Workflow 1: Rank Selection Strategy

# Test different ranks to find the sweet spot
from peft import LoraConfig, get_peft_model

results = {}
for rank in [4, 8, 16, 32, 64]:
    config = LoraConfig(r=rank, lora_alpha=rank*2,
                        target_modules=["q_proj","v_proj"],
                        task_type="CAUSAL_LM")
    m = get_peft_model(base_model, config)
    trainable, total, pct = m.get_nb_trainable_parameters()
    results[rank] = {"trainable_M": trainable/1e6, "pct": pct*100}
    m = None  # free memory

for rank, stats in results.items():
    print(f"r={rank:2d}: {stats['trainable_M']:.1f}M params ({stats['pct']:.2f}%)")

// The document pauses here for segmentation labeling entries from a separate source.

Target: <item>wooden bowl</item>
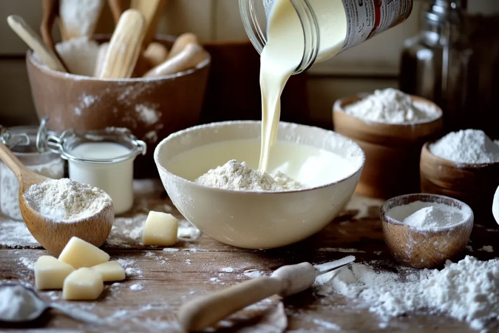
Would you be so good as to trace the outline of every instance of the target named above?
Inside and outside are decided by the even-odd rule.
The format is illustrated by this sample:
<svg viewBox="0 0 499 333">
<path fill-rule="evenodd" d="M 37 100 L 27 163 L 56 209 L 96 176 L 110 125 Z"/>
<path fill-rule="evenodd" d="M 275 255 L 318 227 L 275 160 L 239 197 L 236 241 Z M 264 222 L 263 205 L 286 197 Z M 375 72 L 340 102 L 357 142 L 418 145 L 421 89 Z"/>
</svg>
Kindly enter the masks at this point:
<svg viewBox="0 0 499 333">
<path fill-rule="evenodd" d="M 388 215 L 392 208 L 415 201 L 457 207 L 463 212 L 465 219 L 436 230 L 422 230 L 402 224 Z M 466 246 L 473 228 L 473 211 L 469 206 L 452 198 L 434 194 L 408 194 L 392 198 L 381 206 L 380 217 L 385 242 L 390 253 L 397 261 L 414 268 L 435 268 L 455 258 Z"/>
<path fill-rule="evenodd" d="M 499 186 L 499 163 L 456 163 L 432 154 L 429 146 L 433 143 L 426 143 L 421 149 L 421 192 L 463 201 L 473 209 L 476 221 L 495 225 L 492 202 Z"/>
<path fill-rule="evenodd" d="M 96 40 L 109 40 L 98 35 Z M 171 47 L 175 37 L 158 41 Z M 157 78 L 98 79 L 61 73 L 40 65 L 28 51 L 29 84 L 38 118 L 50 117 L 51 129 L 83 131 L 126 127 L 148 144 L 149 153 L 136 160 L 137 174 L 156 173 L 152 158 L 157 143 L 169 134 L 199 121 L 211 57 L 196 68 Z"/>
<path fill-rule="evenodd" d="M 442 110 L 432 102 L 413 96 L 413 100 L 431 105 L 440 116 L 426 122 L 388 124 L 366 122 L 344 112 L 345 106 L 366 95 L 339 99 L 333 109 L 334 130 L 353 140 L 366 153 L 365 167 L 356 192 L 387 198 L 419 192 L 421 147 L 442 130 Z"/>
</svg>

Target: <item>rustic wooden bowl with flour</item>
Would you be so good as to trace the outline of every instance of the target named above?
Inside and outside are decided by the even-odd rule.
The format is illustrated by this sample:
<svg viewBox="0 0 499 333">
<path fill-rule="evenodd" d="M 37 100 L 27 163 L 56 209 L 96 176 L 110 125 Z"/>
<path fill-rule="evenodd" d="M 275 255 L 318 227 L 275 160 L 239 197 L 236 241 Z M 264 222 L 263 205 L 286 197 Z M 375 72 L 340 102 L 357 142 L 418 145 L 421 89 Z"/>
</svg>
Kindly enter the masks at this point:
<svg viewBox="0 0 499 333">
<path fill-rule="evenodd" d="M 110 36 L 96 36 L 97 41 Z M 175 37 L 157 41 L 169 49 Z M 49 116 L 51 129 L 62 132 L 126 127 L 148 144 L 150 152 L 137 159 L 136 173 L 150 177 L 155 168 L 152 152 L 168 134 L 197 125 L 201 116 L 211 59 L 195 68 L 165 76 L 99 79 L 52 70 L 26 57 L 33 101 L 39 119 Z"/>
<path fill-rule="evenodd" d="M 495 226 L 492 202 L 499 185 L 499 163 L 457 163 L 432 153 L 427 142 L 421 149 L 421 192 L 445 195 L 463 201 L 480 224 Z"/>
<path fill-rule="evenodd" d="M 416 202 L 421 203 L 420 207 L 409 207 L 397 213 L 391 211 Z M 402 223 L 404 218 L 420 208 L 439 204 L 449 206 L 449 209 L 458 210 L 462 214 L 462 221 L 447 227 L 426 229 Z M 447 259 L 455 258 L 464 250 L 473 228 L 473 211 L 469 206 L 452 198 L 433 194 L 408 194 L 392 198 L 381 206 L 380 217 L 390 253 L 401 264 L 414 268 L 435 268 Z"/>
<path fill-rule="evenodd" d="M 392 124 L 368 122 L 344 112 L 346 106 L 366 95 L 339 99 L 333 110 L 335 131 L 353 140 L 366 154 L 365 167 L 356 193 L 388 198 L 419 192 L 421 147 L 442 130 L 442 110 L 430 101 L 412 96 L 415 102 L 430 105 L 440 115 L 430 121 Z"/>
</svg>

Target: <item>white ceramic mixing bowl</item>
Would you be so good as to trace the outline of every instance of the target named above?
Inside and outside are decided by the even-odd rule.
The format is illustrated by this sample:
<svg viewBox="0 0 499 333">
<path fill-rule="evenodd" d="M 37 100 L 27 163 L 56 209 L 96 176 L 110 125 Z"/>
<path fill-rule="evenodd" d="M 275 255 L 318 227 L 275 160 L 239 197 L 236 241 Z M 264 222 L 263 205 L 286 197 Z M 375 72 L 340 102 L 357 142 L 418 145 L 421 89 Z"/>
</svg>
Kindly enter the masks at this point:
<svg viewBox="0 0 499 333">
<path fill-rule="evenodd" d="M 331 131 L 281 122 L 277 144 L 272 149 L 279 150 L 279 144 L 298 144 L 281 146 L 283 149 L 296 149 L 293 164 L 297 165 L 294 166 L 296 167 L 293 170 L 299 170 L 301 167 L 303 174 L 305 166 L 300 164 L 307 164 L 306 168 L 310 169 L 309 158 L 308 162 L 305 158 L 300 160 L 300 147 L 304 145 L 334 153 L 346 159 L 351 168 L 341 179 L 332 181 L 329 177 L 318 186 L 300 191 L 233 191 L 193 182 L 209 169 L 222 165 L 232 158 L 245 161 L 252 168 L 257 167 L 260 131 L 260 121 L 203 125 L 170 135 L 161 141 L 154 152 L 163 184 L 180 213 L 202 231 L 226 244 L 266 249 L 304 239 L 322 229 L 340 213 L 360 177 L 365 155 L 353 141 Z M 240 140 L 252 143 L 239 148 L 237 145 L 223 144 Z M 220 151 L 214 151 L 219 143 Z M 210 148 L 200 149 L 202 146 Z M 197 149 L 199 153 L 185 158 L 185 152 L 193 149 Z M 183 156 L 184 157 L 179 160 L 179 157 Z M 276 166 L 289 164 L 284 154 L 271 152 L 270 156 L 271 171 Z M 180 165 L 179 160 L 182 161 Z M 328 178 L 328 169 L 334 172 L 335 165 L 320 166 L 322 173 L 326 175 L 325 179 Z M 296 175 L 292 172 L 289 173 L 288 175 L 296 180 L 301 180 L 295 178 Z"/>
</svg>

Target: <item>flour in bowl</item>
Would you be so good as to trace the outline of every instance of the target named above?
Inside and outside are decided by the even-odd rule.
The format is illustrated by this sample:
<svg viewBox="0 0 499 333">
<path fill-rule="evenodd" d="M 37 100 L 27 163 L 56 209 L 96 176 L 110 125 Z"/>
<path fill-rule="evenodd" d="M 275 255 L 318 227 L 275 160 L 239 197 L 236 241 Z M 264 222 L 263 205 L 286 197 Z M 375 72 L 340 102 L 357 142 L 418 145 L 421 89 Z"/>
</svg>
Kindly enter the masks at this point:
<svg viewBox="0 0 499 333">
<path fill-rule="evenodd" d="M 433 155 L 458 163 L 499 162 L 499 146 L 478 129 L 452 132 L 429 148 Z"/>
<path fill-rule="evenodd" d="M 431 121 L 441 113 L 431 104 L 414 102 L 410 95 L 393 88 L 374 93 L 344 108 L 345 113 L 366 121 L 403 124 Z"/>
<path fill-rule="evenodd" d="M 281 191 L 299 190 L 304 186 L 277 171 L 270 175 L 254 170 L 244 162 L 231 160 L 212 169 L 196 180 L 202 185 L 226 190 L 252 191 Z"/>
<path fill-rule="evenodd" d="M 111 197 L 100 189 L 68 178 L 32 185 L 24 198 L 37 212 L 62 220 L 89 217 L 112 203 Z"/>
</svg>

Workflow 2: VRAM Estimation Before Training

# Rough VRAM estimates for 7B model
# Full fp16:   ~14 GB model + ~56 GB optimizer = ~70 GB total
# LoRA fp16:   ~14 GB model + ~1 GB adapters + ~4 GB optimizer = ~19 GB
# QLoRA nf4:   ~3.5 GB model + ~1 GB adapters + ~4 GB (paged) = ~8 GB

def estimate_qlora_vram(params_B, r=16, num_targets=14):
    model_gb = params_B * 0.5        # 4-bit = 0.5 bytes/param
    adapter_M = 2 * r * 4096 * num_targets / 1e6  # rough estimate
    adapter_gb = adapter_M * 2 / 1e3  # fp16 adapters
    optimizer_gb = adapter_gb * 4     # Adam states
    return model_gb + adapter_gb + optimizer_gb

print(f"7B model QLoRA estimate: {estimate_qlora_vram(7):.1f} GB")
print(f"13B model QLoRA estimate: {estimate_qlora_vram(13):.1f} GB")
print(f"70B model QLoRA estimate: {estimate_qlora_vram(70):.1f} GB")

Tips and Best Practices

  • Target all projection layers (q/k/v/o/gate/up/down_proj) for best results — skipping layers limits adaptation capacity.
  • Alpha = 2×rank (lora_alpha = 2*r) is a common starting heuristic; some practitioners use alpha = r for more conservative updates.
  • Rank 16 is a safe default for instruction tuning; use rank 64+ for domain adaptation or hard reasoning tasks.
  • QLoRA saves ~4× VRAM over fp16 LoRA — prefer it whenever fitting the base model is a concern.
  • prepare_model_for_kbit_training() is required before adding LoRA to a quantized model — it fixes LayerNorm dtypes and disables the KV cache.
  • Paged optimizers (paged_adamw_32bit) offload optimizer states to CPU RAM, enabling larger batch sizes.
  • Do not merge adapters in 4-bit — load the base model in fp16 or bfloat16 for merge_and_unload() to get a clean model.
  • Multiple adapters with PeftModel.load_adapter let you serve different fine-tunes from one base model — critical for multi-tenant deployments.
  • Saving only the adapter (a few hundred MB) is vastly more practical than saving the full model; the base model is downloaded separately.
  • RSLoRA (rank-stabilized LoRA, use_rslora=True in PEFT) improves stability at high ranks (r > 32) by scaling alpha by √r instead of r.